エンゼルスの大谷翔平が5月7日(現地時間)のタイガース戦で219日ぶりに復帰。「3番・指名打者」でフル出場した。内容は4打数無安打1打点、1四球2三振だった。
それにしても大谷は、練習再開のゴーサインが出るなり、急ピッチで調整してきた感が強い。実はこれには、低迷するチームの事情も隠されていたというのだ。
「エンゼルスは僅差での最下位争いを続けています。勝率5割にも届かず、早くも来季に向けてのチーム再編が始まりました」(特派記者)
主砲・シモンズの放出説が報じられたのも、その一環だろう。メジャーリーグでは、優勝圏外に脱落したチームは主力選手を放出し、若手を獲得する。来年以降に備えるためだが、こうしたチーム再建案には、今回大谷の早期復帰も含まれていた。

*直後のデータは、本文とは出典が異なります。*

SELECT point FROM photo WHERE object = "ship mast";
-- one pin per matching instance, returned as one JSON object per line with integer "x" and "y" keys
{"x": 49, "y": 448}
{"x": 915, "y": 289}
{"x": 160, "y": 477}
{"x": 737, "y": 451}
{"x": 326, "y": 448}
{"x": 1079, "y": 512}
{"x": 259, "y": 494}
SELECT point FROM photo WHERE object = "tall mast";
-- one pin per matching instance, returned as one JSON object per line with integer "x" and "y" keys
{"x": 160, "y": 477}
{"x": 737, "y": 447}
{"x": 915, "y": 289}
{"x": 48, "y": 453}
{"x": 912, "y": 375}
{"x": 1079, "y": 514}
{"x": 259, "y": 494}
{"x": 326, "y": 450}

「大谷がいないと商売にならないとまでは言いませんが、エンゼルスは大谷の影響力を再認識させられたことは間違いありません」(前出・特派記者)
エンゼルス関連のグッズの売上げだが、今年もトップは大谷だという。キャンプから別メニューでチームを離れていたが、球場に訪れるファンが真っ先に手にするのは大谷関連の品物だ。もっとも、二刀流デビューとなった昨季ほどよりは勢いは落ちているが、それでもチームトップなのは、ファンに愛されている証拠だ。しかし、こんな声も聞かれた。

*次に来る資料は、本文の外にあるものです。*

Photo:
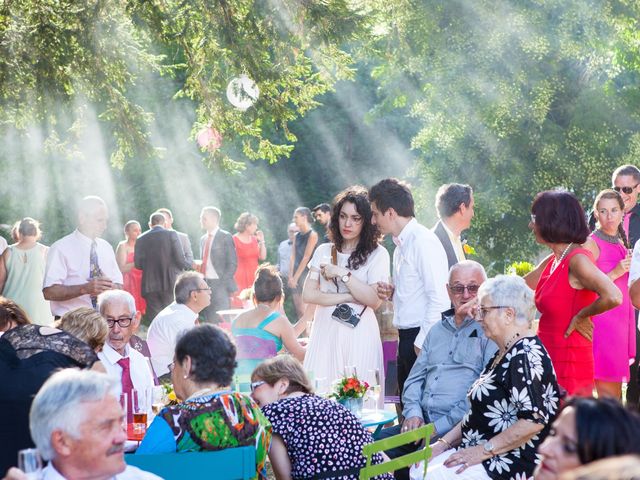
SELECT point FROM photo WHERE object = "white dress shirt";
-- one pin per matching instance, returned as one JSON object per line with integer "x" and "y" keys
{"x": 130, "y": 473}
{"x": 163, "y": 334}
{"x": 68, "y": 264}
{"x": 141, "y": 375}
{"x": 420, "y": 274}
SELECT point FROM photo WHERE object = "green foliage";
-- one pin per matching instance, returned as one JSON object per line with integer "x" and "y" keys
{"x": 57, "y": 55}
{"x": 513, "y": 97}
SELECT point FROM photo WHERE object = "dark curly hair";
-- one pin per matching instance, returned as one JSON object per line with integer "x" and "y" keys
{"x": 369, "y": 236}
{"x": 213, "y": 354}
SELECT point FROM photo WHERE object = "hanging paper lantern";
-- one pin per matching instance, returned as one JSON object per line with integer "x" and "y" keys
{"x": 242, "y": 92}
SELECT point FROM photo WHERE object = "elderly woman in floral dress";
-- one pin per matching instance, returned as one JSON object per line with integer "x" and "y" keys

「大谷復帰前は、エンゼルスは優勝圏内から完全に脱落したわけではないものの、勝率が悪くなればなるほど、チーム再編のためにレギュラー選手の放出トレードは激しくなる状況でした。もし大谷が復帰しないまま低迷が続けば、大谷の復帰に対するファンの見方も変わり、『無理をさせるな』の声が、どんどん強くなる懸念があったんです」(スポーツライター)
観客数も減ったエンゼルスにとって、大谷の復帰時期を前倒ししなければ、関連グッズの売上げを伸ばすタイミングも逸してしまう。

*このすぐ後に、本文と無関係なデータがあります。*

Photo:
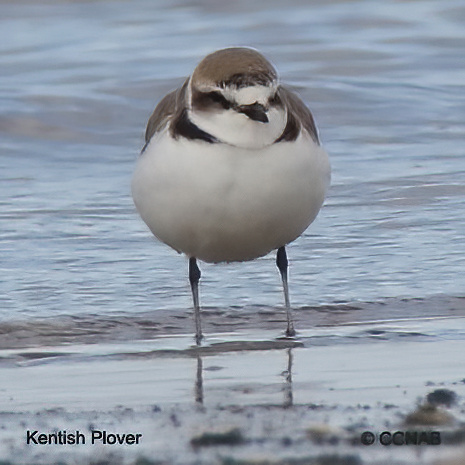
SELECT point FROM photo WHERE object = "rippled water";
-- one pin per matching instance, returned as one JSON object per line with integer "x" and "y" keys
{"x": 385, "y": 81}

大谷は打者に専念すれば40本塁打、40盗塁というメジャー史上5人目となる偉業達成も期待されている。この「40×40クラブ」入りすれば、エンゼルスは大谷グッズの種類を増やせる。しかも、シーズン途中からの「40×40クラブ入り」となれば、稀少価値も高まり、新グッズも製作できる。エンゼルスは大谷を是が非でも早期復活させなければならなかったのだ。